Strength training is one of the safest forms of physical activity, having a much lower injury rate than other common recreational activities like, basketball, tennis, golf, or running. As long as some simple guidelines are followed your strength training experience can be injury free.

Technique First

Approximately 80% of the injuries that occur during strength training are because of poor technique. The purpose of this site is to help you learn how to safely and properly perform a variety of exercises but you ultimately have responsibility for ensuring that you are doing the exercises properly. If you are not sure how to do an exercise after watching the exercise videos, it may be worth investing a few dollars to have a personal trainer or strength coach spend an hour showing you the exercises that are causing confusion.

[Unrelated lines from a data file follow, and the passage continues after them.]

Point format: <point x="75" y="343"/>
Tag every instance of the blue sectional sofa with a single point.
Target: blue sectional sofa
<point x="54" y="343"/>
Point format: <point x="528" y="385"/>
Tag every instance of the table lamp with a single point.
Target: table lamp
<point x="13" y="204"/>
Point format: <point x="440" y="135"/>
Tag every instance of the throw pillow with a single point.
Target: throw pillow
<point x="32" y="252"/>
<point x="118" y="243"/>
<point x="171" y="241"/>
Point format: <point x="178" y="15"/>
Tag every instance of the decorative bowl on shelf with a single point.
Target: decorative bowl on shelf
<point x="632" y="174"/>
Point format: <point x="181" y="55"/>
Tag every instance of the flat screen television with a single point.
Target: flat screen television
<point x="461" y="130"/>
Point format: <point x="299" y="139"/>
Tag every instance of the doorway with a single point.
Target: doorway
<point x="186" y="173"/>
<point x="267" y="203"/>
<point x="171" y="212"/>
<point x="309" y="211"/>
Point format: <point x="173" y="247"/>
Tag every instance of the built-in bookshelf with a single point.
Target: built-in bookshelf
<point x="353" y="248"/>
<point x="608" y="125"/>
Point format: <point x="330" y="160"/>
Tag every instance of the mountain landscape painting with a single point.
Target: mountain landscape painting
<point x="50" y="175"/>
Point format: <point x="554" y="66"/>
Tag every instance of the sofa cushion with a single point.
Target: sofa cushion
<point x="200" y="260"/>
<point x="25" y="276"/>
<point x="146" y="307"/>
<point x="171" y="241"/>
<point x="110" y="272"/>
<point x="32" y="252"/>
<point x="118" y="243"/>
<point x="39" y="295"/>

A major cause of technical errors is training to failure. When you push yourself to the point that you can no longer lift the weight the last couple of repetitions are usually done with less than perfect technique. During the first 4-6 months of training, when your body is still learning to perfect the movements avoid training to failure, stop the set when you or your training partner first notices that your technique is starting to break down.

No Pain More Gain

One of the most persistent myths in strength training is that muscle soreness represents progress and that if you are not sore the next day you did not work hard enough. This is based on the notion that breaking down the muscle causes them to increase in size and strength. This is an overly simplistic approach to a series of very complex physiological changes at the cellular level involving many hormones, growth factors, and nutrients. There is little scientific evidence that breaking down the muscle is the best stimulus for adaptation. While it is common to be sore for a few days when you take up a training program for the first time; attempting to be sore after every training session will quickly lead to overtraining and a variety of injuries, particularly tendonitis as the tendons do not recover as quickly from the stress of training as the muscles.

Progression

It is important to challenge yourself during a training session, the overload principle, one of the primary principles of training, states that the muscles must be put under a continually greater stress if they are to continue to adapt. On the other hand the need for progress must be tempered with adequate recovery so that your body can adapt to the stress. It is human nature to jump in to a new activity with enthusiasm and while you may have the time to work out six days per week it does not mean you should. When starting a strength training program being with two sessions per week, increase to three after a few weeks months and then move onto a more advanced program, training four or more times per week after 3-4 months of training.